For additional information, see Rhabdomyosarcoma.



The etiology of pediatric RMS is unknown; however, RMS has been associated with a p53 mutation and Li-Fraumeni syndrome. [19] Li-Fraumeni syndrome is a familial cancer syndrome that exhibits autosomal-dominant inheritance of a germline mutation of the p53 gene. [20] It is characterized by a high incidence of soft-tissue or bone sarcomas, leukemia, brain or adrenal neoplasms, and maternal premenopausal breast cancer.

RMS is also known to occur more commonly in patients with neurofibromatosis type I (NF1) and in patients with Beckwith-Wiedemann syndrome. Tumors associated with syndromes typically present earlier and have family histories of malignancy. [21]
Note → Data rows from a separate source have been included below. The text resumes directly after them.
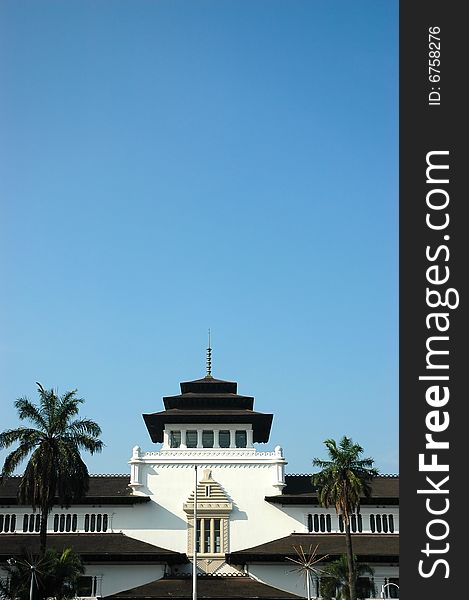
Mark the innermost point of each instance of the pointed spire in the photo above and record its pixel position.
(209, 357)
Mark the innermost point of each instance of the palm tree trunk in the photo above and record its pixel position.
(352, 577)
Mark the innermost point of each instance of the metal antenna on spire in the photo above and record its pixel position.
(209, 357)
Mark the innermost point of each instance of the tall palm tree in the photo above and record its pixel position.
(343, 479)
(56, 575)
(334, 580)
(55, 472)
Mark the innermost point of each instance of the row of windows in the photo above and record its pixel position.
(379, 523)
(7, 523)
(208, 439)
(65, 522)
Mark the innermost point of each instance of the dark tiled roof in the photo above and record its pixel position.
(93, 547)
(299, 490)
(368, 547)
(214, 587)
(103, 489)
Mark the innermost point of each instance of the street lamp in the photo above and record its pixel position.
(385, 585)
(12, 562)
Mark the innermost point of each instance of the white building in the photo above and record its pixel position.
(136, 534)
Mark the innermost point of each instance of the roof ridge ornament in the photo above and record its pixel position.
(209, 358)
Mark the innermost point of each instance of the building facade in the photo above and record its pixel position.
(208, 488)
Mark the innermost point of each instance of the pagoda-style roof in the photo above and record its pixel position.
(209, 400)
(300, 490)
(103, 490)
(209, 393)
(367, 548)
(92, 547)
(216, 587)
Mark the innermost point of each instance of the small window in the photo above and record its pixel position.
(241, 439)
(224, 439)
(391, 523)
(385, 523)
(207, 439)
(85, 586)
(394, 587)
(341, 523)
(174, 439)
(191, 439)
(378, 523)
(217, 535)
(7, 523)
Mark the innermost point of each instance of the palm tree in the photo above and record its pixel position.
(55, 472)
(334, 580)
(55, 575)
(342, 480)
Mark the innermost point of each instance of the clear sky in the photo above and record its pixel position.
(170, 166)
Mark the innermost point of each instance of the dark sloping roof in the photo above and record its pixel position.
(209, 400)
(367, 547)
(299, 490)
(103, 489)
(93, 547)
(213, 587)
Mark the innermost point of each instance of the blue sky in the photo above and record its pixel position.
(171, 166)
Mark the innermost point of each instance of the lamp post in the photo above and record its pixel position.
(385, 585)
(194, 567)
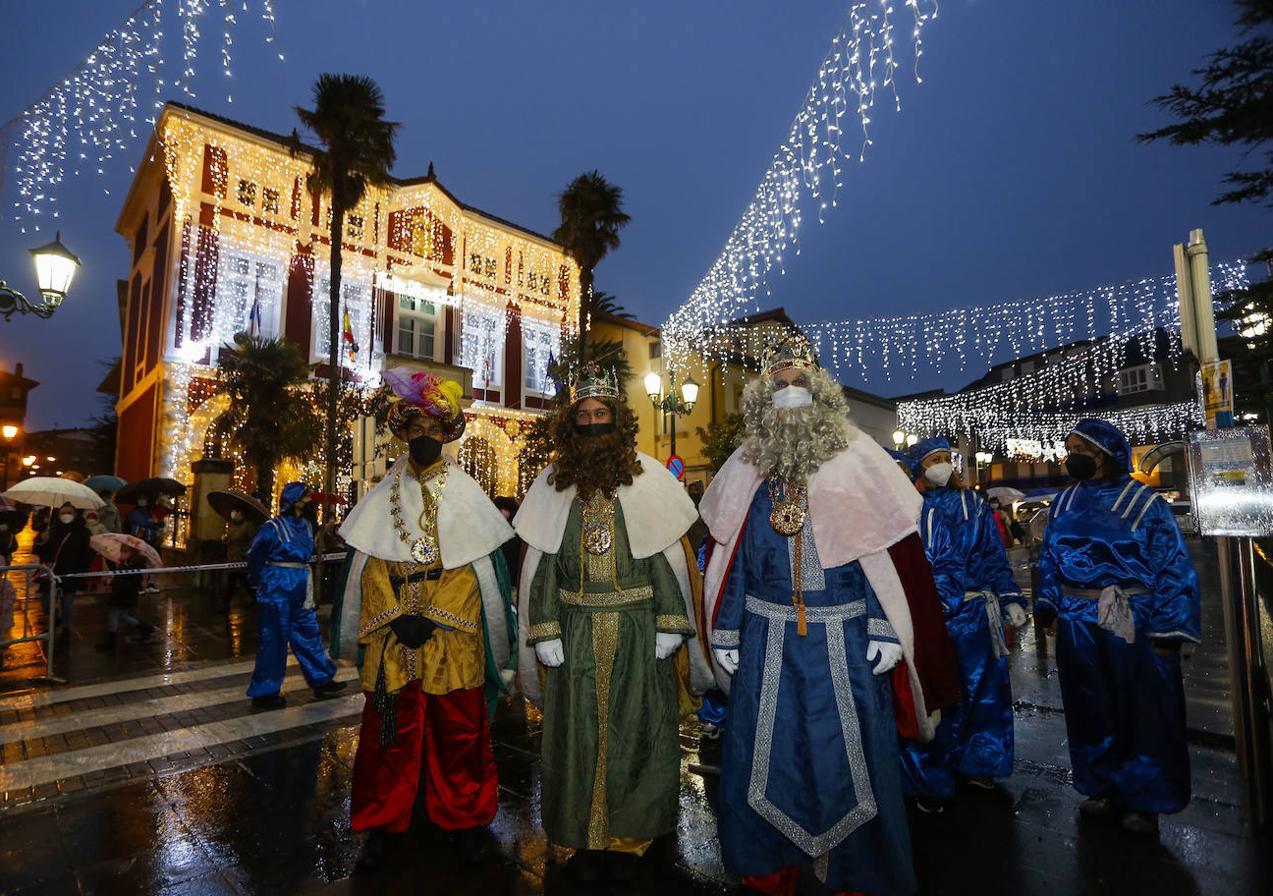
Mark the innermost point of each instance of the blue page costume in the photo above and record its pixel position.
(975, 583)
(1117, 575)
(278, 567)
RMS is the most common soft-tissue sarcoma in children and accounts for 50% of pediatric soft-tissue sarcomas and 4.5% of all childhood cancers. This malignancy has a bimodal distribution, with peaks at 2-6 years of age and 10-18 years of age. [21]  Approximately 250 new cases of pediatric RMS are diagnosed in the United States each year.
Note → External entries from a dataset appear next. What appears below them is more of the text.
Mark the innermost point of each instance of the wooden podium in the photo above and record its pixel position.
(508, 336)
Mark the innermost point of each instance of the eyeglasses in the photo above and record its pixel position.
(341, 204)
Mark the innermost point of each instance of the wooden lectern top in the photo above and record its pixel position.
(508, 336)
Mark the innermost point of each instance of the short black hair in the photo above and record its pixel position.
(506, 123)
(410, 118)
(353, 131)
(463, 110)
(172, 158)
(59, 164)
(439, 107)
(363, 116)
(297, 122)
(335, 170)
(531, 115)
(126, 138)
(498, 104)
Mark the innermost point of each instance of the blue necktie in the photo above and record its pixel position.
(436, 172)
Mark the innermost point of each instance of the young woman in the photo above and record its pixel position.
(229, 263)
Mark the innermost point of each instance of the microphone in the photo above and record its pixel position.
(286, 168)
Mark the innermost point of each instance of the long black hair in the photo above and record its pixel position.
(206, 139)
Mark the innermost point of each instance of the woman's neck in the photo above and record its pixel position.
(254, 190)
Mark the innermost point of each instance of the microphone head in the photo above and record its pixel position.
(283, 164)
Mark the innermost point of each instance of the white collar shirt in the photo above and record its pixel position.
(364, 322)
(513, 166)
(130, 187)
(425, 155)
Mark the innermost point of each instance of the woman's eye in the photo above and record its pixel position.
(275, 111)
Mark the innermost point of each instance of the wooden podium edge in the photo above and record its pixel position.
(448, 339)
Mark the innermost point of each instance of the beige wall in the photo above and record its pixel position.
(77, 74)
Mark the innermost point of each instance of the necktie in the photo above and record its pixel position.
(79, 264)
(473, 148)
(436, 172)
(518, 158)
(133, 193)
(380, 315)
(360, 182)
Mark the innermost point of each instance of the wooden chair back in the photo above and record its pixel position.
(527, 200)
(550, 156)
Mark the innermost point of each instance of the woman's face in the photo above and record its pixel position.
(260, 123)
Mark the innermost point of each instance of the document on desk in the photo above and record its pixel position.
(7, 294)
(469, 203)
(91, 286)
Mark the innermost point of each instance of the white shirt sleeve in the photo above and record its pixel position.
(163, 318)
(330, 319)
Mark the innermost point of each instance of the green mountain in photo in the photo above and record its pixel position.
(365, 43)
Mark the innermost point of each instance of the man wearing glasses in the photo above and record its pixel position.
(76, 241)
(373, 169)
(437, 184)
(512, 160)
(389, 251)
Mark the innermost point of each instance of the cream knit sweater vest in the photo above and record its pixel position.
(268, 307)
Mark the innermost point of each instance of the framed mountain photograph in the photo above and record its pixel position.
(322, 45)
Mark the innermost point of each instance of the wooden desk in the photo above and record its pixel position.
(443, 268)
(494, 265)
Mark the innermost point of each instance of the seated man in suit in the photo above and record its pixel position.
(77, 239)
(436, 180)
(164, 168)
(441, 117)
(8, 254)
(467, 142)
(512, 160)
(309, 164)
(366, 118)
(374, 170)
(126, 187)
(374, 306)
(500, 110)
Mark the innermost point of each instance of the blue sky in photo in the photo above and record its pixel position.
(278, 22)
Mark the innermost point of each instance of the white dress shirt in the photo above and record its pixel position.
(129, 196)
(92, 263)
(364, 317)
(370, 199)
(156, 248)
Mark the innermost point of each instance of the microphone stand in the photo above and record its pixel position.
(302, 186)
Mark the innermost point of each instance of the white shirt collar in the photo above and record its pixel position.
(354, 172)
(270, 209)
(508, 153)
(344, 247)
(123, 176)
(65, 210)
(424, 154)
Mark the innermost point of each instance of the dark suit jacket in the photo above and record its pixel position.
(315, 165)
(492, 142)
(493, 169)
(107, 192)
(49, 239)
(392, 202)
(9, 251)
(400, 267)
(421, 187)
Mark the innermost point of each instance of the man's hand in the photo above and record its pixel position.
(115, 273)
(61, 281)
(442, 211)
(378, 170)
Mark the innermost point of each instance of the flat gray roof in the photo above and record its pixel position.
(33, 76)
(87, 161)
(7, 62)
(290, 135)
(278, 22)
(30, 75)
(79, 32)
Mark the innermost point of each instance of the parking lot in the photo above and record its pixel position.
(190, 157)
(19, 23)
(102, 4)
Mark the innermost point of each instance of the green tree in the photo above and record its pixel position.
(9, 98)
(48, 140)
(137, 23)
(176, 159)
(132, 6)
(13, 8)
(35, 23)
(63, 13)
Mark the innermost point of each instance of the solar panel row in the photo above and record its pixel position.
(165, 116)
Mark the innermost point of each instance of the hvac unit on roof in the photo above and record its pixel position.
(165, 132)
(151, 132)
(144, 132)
With appropriate risk-adjusted treatment, the overall 5-year survival rate is in excess of 70%. The use of multimodal therapy and the long-term investigations by the IRSG have led to steady improvement in the prognosis for pediatric patients with RMS. IRS-IV determined that the failure-free survival rate and the overall 3-year survival rate are 77% and 86%, respectively, in patients without metastatic disease. In children with metastatic disease, despite current treatment, 5-year survival remains at approximately 30%.

Current emphasis is on stratification of therapy to provide local control with less impairment in functionality or cosmetics.